Meteor hits the Moon during Lunar Eclipse
Last week, people across the Americas and northern Europe were treated to the sight of a lunar eclipse. This occurs when the Moon is in the shadow of the Earth. This makes it appear much less bright to us here on Earth, and it takes on a darker, reddish hue.
But although this event was spectacular enough, it now appears that some eagle eyed observers saw the Moon struck be a meteor – the first time this has been recorded during an eclipse. The Moon continues to be bombarded by small objects quite regularly (every week or so), but it is very rare for anyone on Earth to actually see this.
But the combination of the Moon being much darker than normal, and the fact that millions across the world were watching through zoom lenses and telescopes, means that people have actually seen this event.
Flashes of light from any meteor impact are extremely faint and brief, so at first it was thought that it may be a photographic error – a pixel out of place. But several images taken at the same time showed the same momentary flash, in the same place on the Moon’s surface.

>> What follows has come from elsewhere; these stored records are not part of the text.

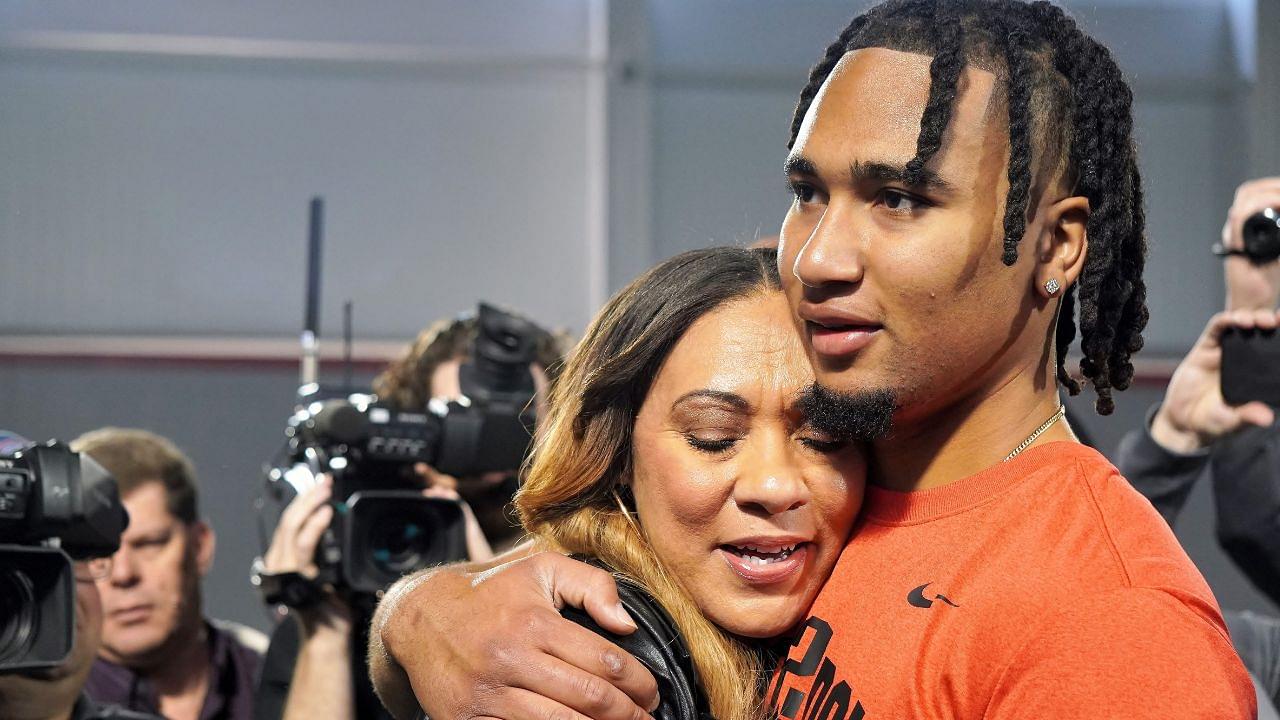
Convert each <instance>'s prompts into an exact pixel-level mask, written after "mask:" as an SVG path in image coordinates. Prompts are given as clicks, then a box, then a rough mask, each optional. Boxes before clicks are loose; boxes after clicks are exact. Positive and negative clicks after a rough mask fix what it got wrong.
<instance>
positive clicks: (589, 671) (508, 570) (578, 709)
mask: <svg viewBox="0 0 1280 720" xmlns="http://www.w3.org/2000/svg"><path fill="white" fill-rule="evenodd" d="M529 552H530V550H529V548H527V547H526V548H517V550H516V551H512V553H508V555H507V556H504V557H506V559H509V557H512V556H513V555H516V556H520V557H517V559H515V560H509V561H507V562H502V564H498V565H493V566H477V565H453V566H448V568H442V569H436V570H429V571H425V573H422V574H419V575H415V577H410V578H406V579H404V580H401V582H399V583H397V584H396V585H394V587H393V588H392V589H390V592H388V594H387V597H385V598H384V600H383V602H381V605H380V606H379V609H378V614H376V615H375V618H374V628H372V632H371V633H370V671H371V674H372V676H374V684H375V687H376V689H378V693H379V696H380V697H381V698H383V702H384V705H387V707H388V708H389V710H390V711H392V712H393V714H394V715H396V716H397V717H401V719H402V720H403V719H406V717H411V716H412V714H413V711H415V710H416V707H417V706H419V705H420V706H421V707H422V708H424V710H425V711H426V712H428V715H430V716H433V717H449V719H454V717H457V719H472V717H502V719H506V720H522V719H526V717H527V719H545V717H573V719H577V717H582V719H585V717H594V719H598V720H635V719H640V717H648V714H646V712H645V710H646V708H653V707H657V705H658V689H657V683H655V682H654V678H653V675H650V674H649V671H648V670H645V667H644V666H643V665H641V664H640V662H639V661H637V660H635V659H634V657H631V656H630V655H627V653H626V652H625V651H622V650H621V648H618V647H617V646H614V644H613V643H611V642H608V641H605V639H604V638H602V637H600V635H596V634H595V633H593V632H590V630H586V629H585V628H581V626H580V625H577V624H575V623H572V621H570V620H564V619H563V618H561V615H559V609H561V607H563V606H566V605H572V606H576V607H582V609H585V610H586V611H588V612H589V614H590V615H591V618H593V619H594V620H595V621H596V623H598V624H600V626H603V628H605V629H608V630H611V632H614V633H618V634H628V633H631V632H632V630H634V629H635V624H634V623H632V621H631V619H630V618H628V616H627V614H626V611H625V610H623V609H622V603H621V602H620V600H618V593H617V585H616V584H614V582H613V578H612V577H611V575H609V574H608V573H607V571H604V570H600V569H598V568H591V566H590V565H585V564H582V562H577V561H575V560H571V559H568V557H564V556H563V555H558V553H554V552H538V553H532V555H529ZM521 555H522V556H521ZM500 560H503V559H499V561H500ZM490 565H492V564H490Z"/></svg>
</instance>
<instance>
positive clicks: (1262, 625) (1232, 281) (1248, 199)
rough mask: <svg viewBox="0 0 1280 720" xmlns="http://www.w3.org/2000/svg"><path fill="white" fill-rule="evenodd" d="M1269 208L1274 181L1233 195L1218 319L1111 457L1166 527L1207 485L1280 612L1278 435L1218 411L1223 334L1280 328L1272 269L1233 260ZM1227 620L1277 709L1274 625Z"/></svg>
mask: <svg viewBox="0 0 1280 720" xmlns="http://www.w3.org/2000/svg"><path fill="white" fill-rule="evenodd" d="M1277 208H1280V177H1275V178H1262V179H1256V181H1251V182H1245V183H1244V184H1242V186H1240V187H1239V188H1238V190H1236V193H1235V200H1234V202H1233V205H1231V209H1230V211H1229V213H1228V219H1226V223H1225V224H1224V227H1222V247H1224V249H1225V250H1226V251H1234V252H1235V254H1229V255H1226V258H1225V259H1224V269H1225V275H1226V309H1225V311H1224V313H1220V314H1219V315H1215V316H1213V318H1212V319H1211V320H1210V323H1208V325H1207V327H1206V328H1204V332H1203V333H1202V334H1201V337H1199V340H1198V341H1197V342H1196V346H1194V347H1192V350H1190V352H1189V354H1188V355H1187V357H1184V359H1183V361H1181V364H1179V366H1178V369H1176V372H1175V373H1174V375H1172V379H1171V380H1170V383H1169V388H1167V389H1166V392H1165V398H1164V401H1162V402H1161V404H1160V405H1158V406H1157V407H1156V409H1153V411H1152V414H1151V415H1149V423H1148V424H1147V427H1146V428H1143V429H1139V430H1134V432H1132V433H1129V434H1128V436H1126V437H1125V438H1124V441H1123V442H1121V443H1120V450H1119V455H1117V457H1116V465H1117V466H1119V468H1120V471H1121V473H1123V474H1124V475H1125V477H1128V478H1129V480H1130V482H1132V483H1133V486H1134V487H1135V488H1137V489H1138V491H1139V492H1142V493H1143V495H1144V496H1147V498H1148V500H1151V502H1152V503H1153V505H1155V506H1156V509H1157V510H1158V511H1160V512H1161V515H1164V516H1165V519H1166V520H1169V523H1170V525H1172V524H1174V523H1175V521H1176V519H1178V514H1179V511H1180V510H1181V507H1183V505H1184V503H1185V502H1187V498H1188V496H1189V495H1190V491H1192V486H1193V484H1194V483H1196V482H1197V480H1198V479H1199V478H1201V477H1202V475H1208V477H1210V482H1212V484H1213V496H1215V503H1216V506H1217V534H1219V539H1220V542H1221V544H1222V548H1224V550H1225V551H1226V552H1228V555H1230V556H1231V559H1233V560H1234V561H1235V562H1236V565H1238V566H1239V568H1240V570H1242V571H1243V573H1244V574H1245V575H1248V578H1249V579H1251V580H1253V583H1254V584H1256V585H1257V587H1258V588H1260V589H1261V591H1262V592H1265V593H1266V594H1267V597H1270V598H1271V600H1272V601H1274V602H1280V428H1277V424H1276V411H1275V409H1272V407H1268V406H1267V405H1263V404H1261V402H1248V404H1244V405H1239V406H1230V405H1228V404H1226V402H1225V401H1224V398H1222V391H1221V383H1222V346H1221V338H1222V334H1224V333H1225V332H1228V331H1229V329H1231V328H1238V329H1243V331H1249V329H1257V331H1261V332H1275V329H1276V325H1277V324H1280V314H1277V313H1276V304H1277V301H1280V261H1277V260H1274V259H1272V260H1270V261H1263V263H1254V261H1252V260H1251V259H1249V258H1248V256H1245V255H1243V254H1239V252H1240V251H1242V250H1244V237H1243V228H1244V223H1245V220H1247V219H1248V218H1251V217H1254V215H1256V214H1257V213H1261V211H1263V210H1267V209H1277ZM1272 370H1274V372H1277V373H1280V368H1274V369H1272ZM1226 620H1228V625H1229V626H1230V630H1231V639H1233V642H1234V644H1235V647H1236V651H1238V652H1239V653H1240V656H1242V659H1243V660H1244V664H1245V666H1247V667H1248V669H1249V671H1251V673H1253V675H1254V676H1256V678H1257V680H1258V682H1260V683H1261V684H1262V687H1263V688H1265V691H1266V694H1267V696H1270V698H1271V700H1272V702H1276V701H1280V621H1277V620H1275V619H1270V618H1263V616H1260V615H1256V614H1252V612H1235V614H1231V612H1229V614H1226ZM1260 700H1261V698H1260Z"/></svg>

Now the search is on to try to find evidence of this fresh impact on the surface of the Moon itself. NASA’s Lunar Reconnaissance Orbiter (LRO), which has been in lunar orbit since 2009 is being directed to look for this evidence. It can’t change its course, but when it passes over the potential impact area, its data will be intensively analysed to see if it can detect the resulting crater. Initial estimates suggest the meteor was about the size of a football, and would have left a crater of about 30 feet across.
Vintage Black Arrow rocket returns to the UK
With all the excitement of new rocket launches seemingly happening every week from the new commercial space companies, it was interesting to recall the days when the United Kingdom was at the forefront of space technology.

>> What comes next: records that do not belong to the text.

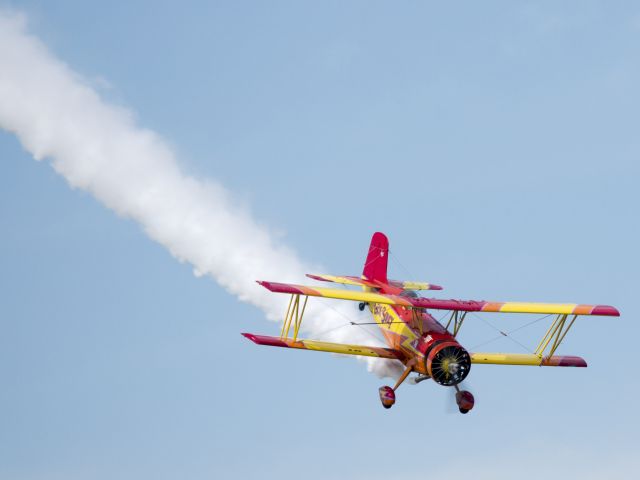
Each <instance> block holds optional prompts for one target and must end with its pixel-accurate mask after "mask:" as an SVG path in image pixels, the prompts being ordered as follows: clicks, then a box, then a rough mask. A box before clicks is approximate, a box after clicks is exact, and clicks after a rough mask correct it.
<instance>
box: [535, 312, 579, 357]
mask: <svg viewBox="0 0 640 480" xmlns="http://www.w3.org/2000/svg"><path fill="white" fill-rule="evenodd" d="M568 317H569V315H567V314H564V315H558V316H557V317H556V319H555V320H554V322H553V323H552V324H551V326H550V327H549V330H547V333H545V335H544V337H542V340H540V343H539V344H538V347H537V348H536V351H535V354H536V355H538V357H540V358H541V359H542V358H543V357H547V358H549V357H552V356H553V354H554V353H555V352H556V350H557V349H558V347H559V346H560V344H561V343H562V340H564V337H565V336H566V335H567V332H568V331H569V329H570V328H571V327H572V325H573V322H575V321H576V318H578V316H577V315H574V316H573V318H571V320H569V322H567V318H568ZM552 340H553V343H551V341H552ZM549 343H551V347H549V353H548V354H547V355H545V354H544V352H545V350H546V349H547V347H548V346H549Z"/></svg>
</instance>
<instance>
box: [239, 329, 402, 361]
mask: <svg viewBox="0 0 640 480" xmlns="http://www.w3.org/2000/svg"><path fill="white" fill-rule="evenodd" d="M242 335H243V336H244V337H246V338H248V339H249V340H251V341H252V342H254V343H257V344H258V345H268V346H270V347H284V348H299V349H302V350H316V351H318V352H331V353H341V354H344V355H361V356H364V357H380V358H391V359H393V360H401V359H402V358H404V356H403V354H402V352H400V351H398V350H394V349H392V348H383V347H365V346H362V345H347V344H344V343H330V342H320V341H318V340H295V341H294V340H293V339H292V338H280V337H269V336H267V335H255V334H253V333H243V334H242Z"/></svg>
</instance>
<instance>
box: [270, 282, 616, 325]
mask: <svg viewBox="0 0 640 480" xmlns="http://www.w3.org/2000/svg"><path fill="white" fill-rule="evenodd" d="M258 283H259V284H260V285H262V286H263V287H265V288H267V289H269V290H271V291H272V292H278V293H290V294H293V295H307V296H310V297H326V298H337V299H341V300H354V301H357V302H368V303H384V304H387V305H400V306H404V307H415V308H429V309H435V310H456V311H464V312H500V313H540V314H561V315H565V314H566V315H604V316H613V317H618V316H620V313H619V312H618V310H617V309H616V308H615V307H611V306H609V305H579V304H576V303H528V302H485V301H477V300H442V299H439V298H423V297H405V296H402V295H388V294H383V293H374V292H360V291H357V290H341V289H338V288H324V287H308V286H305V285H292V284H288V283H277V282H265V281H259V282H258Z"/></svg>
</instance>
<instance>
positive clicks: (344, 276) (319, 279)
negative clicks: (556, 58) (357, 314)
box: [307, 273, 442, 290]
mask: <svg viewBox="0 0 640 480" xmlns="http://www.w3.org/2000/svg"><path fill="white" fill-rule="evenodd" d="M307 277H309V278H313V279H314V280H319V281H321V282H333V283H340V284H343V285H358V286H363V287H370V288H380V287H385V286H387V285H390V286H392V287H396V288H401V289H402V290H442V287H441V286H440V285H434V284H432V283H427V282H408V281H404V280H387V283H382V282H379V281H370V280H365V279H363V278H358V277H353V276H348V275H343V276H338V275H312V274H310V273H307Z"/></svg>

Developed and tested on the Isle of Wight, the UK Government’s Black Arrow programme successfully completed four rockets between 1969 and 1971. The third flight was the first and only time the UK successfully launched a satellite into Earth orbit.
But with the United States and Soviet Union investing vast sums on the space race, it was felt that it was futile for the British to attempt to keep up, so the programme was then cancelled. Perhaps it was decided that the supersonic airliner Concorde was a better use of our limited resources.

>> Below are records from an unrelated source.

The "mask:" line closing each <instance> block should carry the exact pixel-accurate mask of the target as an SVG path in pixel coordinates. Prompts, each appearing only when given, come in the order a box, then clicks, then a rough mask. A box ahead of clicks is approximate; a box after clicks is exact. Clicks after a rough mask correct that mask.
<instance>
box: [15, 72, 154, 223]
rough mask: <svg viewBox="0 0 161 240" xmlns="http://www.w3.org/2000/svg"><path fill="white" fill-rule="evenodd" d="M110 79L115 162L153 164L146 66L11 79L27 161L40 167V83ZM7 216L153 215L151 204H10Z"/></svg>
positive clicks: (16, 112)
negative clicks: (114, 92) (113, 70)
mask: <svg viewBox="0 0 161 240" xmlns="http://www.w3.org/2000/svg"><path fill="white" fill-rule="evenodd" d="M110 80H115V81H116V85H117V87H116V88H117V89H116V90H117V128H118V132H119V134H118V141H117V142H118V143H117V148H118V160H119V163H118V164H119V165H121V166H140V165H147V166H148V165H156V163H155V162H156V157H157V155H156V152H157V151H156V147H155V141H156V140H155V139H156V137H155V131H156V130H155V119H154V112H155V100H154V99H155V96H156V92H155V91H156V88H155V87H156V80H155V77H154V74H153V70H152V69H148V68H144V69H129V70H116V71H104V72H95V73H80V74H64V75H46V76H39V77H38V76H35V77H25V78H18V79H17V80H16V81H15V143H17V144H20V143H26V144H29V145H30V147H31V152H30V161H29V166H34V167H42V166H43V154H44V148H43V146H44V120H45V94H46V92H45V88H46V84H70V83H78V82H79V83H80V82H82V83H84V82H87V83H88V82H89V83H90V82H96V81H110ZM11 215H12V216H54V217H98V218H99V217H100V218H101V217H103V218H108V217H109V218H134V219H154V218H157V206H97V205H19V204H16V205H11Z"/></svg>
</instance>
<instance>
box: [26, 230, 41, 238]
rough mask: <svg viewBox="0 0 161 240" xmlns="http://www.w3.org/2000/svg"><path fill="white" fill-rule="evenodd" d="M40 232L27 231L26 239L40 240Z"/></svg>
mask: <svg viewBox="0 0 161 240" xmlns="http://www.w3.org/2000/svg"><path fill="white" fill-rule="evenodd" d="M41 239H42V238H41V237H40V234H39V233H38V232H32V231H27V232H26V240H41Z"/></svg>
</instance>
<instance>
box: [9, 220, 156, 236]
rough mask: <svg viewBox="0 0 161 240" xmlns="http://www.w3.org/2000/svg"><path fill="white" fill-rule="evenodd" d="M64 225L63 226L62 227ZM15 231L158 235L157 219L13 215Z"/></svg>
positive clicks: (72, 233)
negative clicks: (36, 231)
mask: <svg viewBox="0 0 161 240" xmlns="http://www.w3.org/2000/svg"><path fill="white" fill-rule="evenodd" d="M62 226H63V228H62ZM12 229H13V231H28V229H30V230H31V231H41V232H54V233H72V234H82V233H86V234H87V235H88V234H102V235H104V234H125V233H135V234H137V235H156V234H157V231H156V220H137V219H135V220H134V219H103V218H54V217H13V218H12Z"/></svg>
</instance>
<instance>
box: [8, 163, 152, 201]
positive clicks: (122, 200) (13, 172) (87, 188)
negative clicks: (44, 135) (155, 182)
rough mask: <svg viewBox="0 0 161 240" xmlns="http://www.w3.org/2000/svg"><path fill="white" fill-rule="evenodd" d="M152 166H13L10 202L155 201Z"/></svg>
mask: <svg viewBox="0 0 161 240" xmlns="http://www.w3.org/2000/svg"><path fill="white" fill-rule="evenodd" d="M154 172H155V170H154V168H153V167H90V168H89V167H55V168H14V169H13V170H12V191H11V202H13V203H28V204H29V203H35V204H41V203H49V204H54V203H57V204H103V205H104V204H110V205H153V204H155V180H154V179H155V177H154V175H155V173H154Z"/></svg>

The remains of the rocket have lain dormant at its crash landing site in the Australian outback for nearly fifty years. The ravages of the climate and occasional vandalism have taken their toll, but the remains of the rocket have now been returned to the UK.
Once suitably refurbished, the rocket will go on display at Space Technology company Skyrora’s headquarters, near Edinburgh, in Scotland.
Skyrora is the UK based company which is currently working on its own new rockets: Skylark Micro and SkyHy. It is expected that these will be launched from the UK Space Agency’s proposed new vertical launch spaceport in Sutherland in the north of Scotland.